Implementing security from day 1 at a fintech startup

Submitted Jun 6, 2019

In this presentation we want to showcase how we simplified, prioritized and implemented security from day 1 to a product idea going to production at CRED.

Outline

Information security domain has become vast with lots of industry standards, frameworks, tools, etc. However, all business at the end of the day cares about is releasing a product securely with minimal friction and enabling tech to move fast while having security in place.

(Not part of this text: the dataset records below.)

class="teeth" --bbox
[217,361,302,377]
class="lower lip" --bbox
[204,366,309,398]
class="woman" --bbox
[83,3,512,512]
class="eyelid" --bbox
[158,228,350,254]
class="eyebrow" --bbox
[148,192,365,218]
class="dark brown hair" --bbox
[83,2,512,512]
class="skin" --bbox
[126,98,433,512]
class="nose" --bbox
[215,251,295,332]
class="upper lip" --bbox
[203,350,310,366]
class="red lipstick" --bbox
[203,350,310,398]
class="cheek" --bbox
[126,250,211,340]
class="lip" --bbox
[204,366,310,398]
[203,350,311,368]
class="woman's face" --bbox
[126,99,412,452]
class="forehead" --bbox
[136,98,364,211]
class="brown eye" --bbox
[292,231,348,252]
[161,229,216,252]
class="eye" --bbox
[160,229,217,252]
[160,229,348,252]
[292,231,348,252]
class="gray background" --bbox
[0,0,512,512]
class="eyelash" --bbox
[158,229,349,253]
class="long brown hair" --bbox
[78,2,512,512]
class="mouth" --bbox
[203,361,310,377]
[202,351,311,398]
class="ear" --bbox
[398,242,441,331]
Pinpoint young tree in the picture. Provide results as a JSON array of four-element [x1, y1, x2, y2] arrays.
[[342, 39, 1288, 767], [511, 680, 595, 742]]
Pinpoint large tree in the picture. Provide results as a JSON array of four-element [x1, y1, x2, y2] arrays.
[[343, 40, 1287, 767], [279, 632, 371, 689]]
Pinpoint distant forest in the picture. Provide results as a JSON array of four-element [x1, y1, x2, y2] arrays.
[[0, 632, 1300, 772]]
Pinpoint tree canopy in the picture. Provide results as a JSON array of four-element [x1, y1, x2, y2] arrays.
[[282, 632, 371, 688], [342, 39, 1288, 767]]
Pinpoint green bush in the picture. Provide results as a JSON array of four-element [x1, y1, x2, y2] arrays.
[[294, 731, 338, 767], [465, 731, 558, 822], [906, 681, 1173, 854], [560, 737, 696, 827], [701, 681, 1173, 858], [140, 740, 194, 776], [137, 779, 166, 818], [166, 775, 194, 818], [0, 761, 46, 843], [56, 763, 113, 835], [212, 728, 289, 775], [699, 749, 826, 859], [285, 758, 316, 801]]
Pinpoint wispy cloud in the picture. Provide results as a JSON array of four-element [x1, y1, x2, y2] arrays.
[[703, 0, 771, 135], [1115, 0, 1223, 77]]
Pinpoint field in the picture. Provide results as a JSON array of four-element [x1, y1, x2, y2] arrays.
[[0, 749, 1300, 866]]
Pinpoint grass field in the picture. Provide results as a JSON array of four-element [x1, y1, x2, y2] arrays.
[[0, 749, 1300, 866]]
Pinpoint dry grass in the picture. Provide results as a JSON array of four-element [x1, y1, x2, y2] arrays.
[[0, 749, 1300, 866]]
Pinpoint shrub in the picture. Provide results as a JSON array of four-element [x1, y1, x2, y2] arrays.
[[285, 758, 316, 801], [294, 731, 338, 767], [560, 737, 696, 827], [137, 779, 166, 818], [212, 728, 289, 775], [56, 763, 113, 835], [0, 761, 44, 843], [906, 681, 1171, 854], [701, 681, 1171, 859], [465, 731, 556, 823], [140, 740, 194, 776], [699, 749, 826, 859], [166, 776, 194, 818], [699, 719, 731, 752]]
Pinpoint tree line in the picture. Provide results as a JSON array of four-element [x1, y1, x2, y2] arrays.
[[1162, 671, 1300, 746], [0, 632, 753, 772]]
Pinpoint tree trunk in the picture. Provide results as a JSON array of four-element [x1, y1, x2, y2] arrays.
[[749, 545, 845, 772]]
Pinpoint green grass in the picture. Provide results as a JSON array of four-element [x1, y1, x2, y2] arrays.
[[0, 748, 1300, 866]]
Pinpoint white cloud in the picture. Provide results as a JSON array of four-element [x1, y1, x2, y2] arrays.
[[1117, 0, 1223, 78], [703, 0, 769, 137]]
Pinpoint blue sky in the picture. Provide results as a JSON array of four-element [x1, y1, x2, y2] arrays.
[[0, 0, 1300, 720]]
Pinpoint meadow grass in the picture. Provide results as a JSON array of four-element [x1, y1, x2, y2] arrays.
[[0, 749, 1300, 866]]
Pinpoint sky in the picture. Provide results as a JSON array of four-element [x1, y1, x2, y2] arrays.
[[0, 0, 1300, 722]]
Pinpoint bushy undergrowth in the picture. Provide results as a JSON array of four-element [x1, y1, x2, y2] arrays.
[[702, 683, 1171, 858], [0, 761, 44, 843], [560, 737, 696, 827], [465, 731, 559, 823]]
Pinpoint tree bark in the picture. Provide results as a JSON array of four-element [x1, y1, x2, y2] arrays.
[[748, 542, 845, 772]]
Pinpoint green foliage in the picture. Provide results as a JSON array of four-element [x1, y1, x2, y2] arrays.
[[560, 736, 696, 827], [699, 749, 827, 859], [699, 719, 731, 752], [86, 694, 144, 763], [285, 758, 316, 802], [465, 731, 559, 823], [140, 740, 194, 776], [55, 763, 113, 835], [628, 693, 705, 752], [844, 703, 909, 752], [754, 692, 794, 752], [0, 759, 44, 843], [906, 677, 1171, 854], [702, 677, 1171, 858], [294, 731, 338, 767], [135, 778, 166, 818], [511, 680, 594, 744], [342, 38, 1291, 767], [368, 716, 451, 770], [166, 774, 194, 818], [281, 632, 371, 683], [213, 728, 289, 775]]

In this talk, we will touch base on the approaches as well as key decisions we took to ensure we have security in place from day 1 of our product launch. To keep understanding simple, I have segmented security into 3 following buckets

  1. A cloud approach

  2. A compliance approach

  3. A product approach

A cloud approach: Most of our founding team members were well versed with a public cloud (AWS), hence, this was a no brainer decision to adapt an AWS heavy infrastructure.

Challenges(Security):

  1. Due diligence of shared responsibility: All managed workloads would need to have a policy defined. E.g. An IAM role must not have an excess permissions or an admin user should not be able to delete a running ECS cluster.

  2. Lifecycle of workloads/resources: E.g. Security groups for enabling temporary access across AWS resource needs to be revoked asap.

  3. Secret/Key Management: E.g, Because secrets are not meant to be hardcoded.

  4. Incident Response: E.g. Bitcion miner on a hacked EC2.

Approach:

  1. Least Principle - OKTA as SSO on separate AWS accounts(dev,stage,prod,PCI, central) with distinguished user groups.

  2. Continuous AWS Monitoring - https://www.cloudconformity.com/conformity-rules/

  3. AWS Guardduty - Monitors Cloudtrail, VPC Flow logs and Route53 logs - SNS to Email for all alerts.

A Compliance Approach: Fintech is regulated business and industry standards are its consequence. During the first month of our product launch, we were required to become compliant to NPCI guidelines for a UPI launch. Followed by RBI’s data localization requirement(SAR) and then ISO 27001:2013

Challenges:

  1. Onboarding independent auditors to the concept of credit card bill payments.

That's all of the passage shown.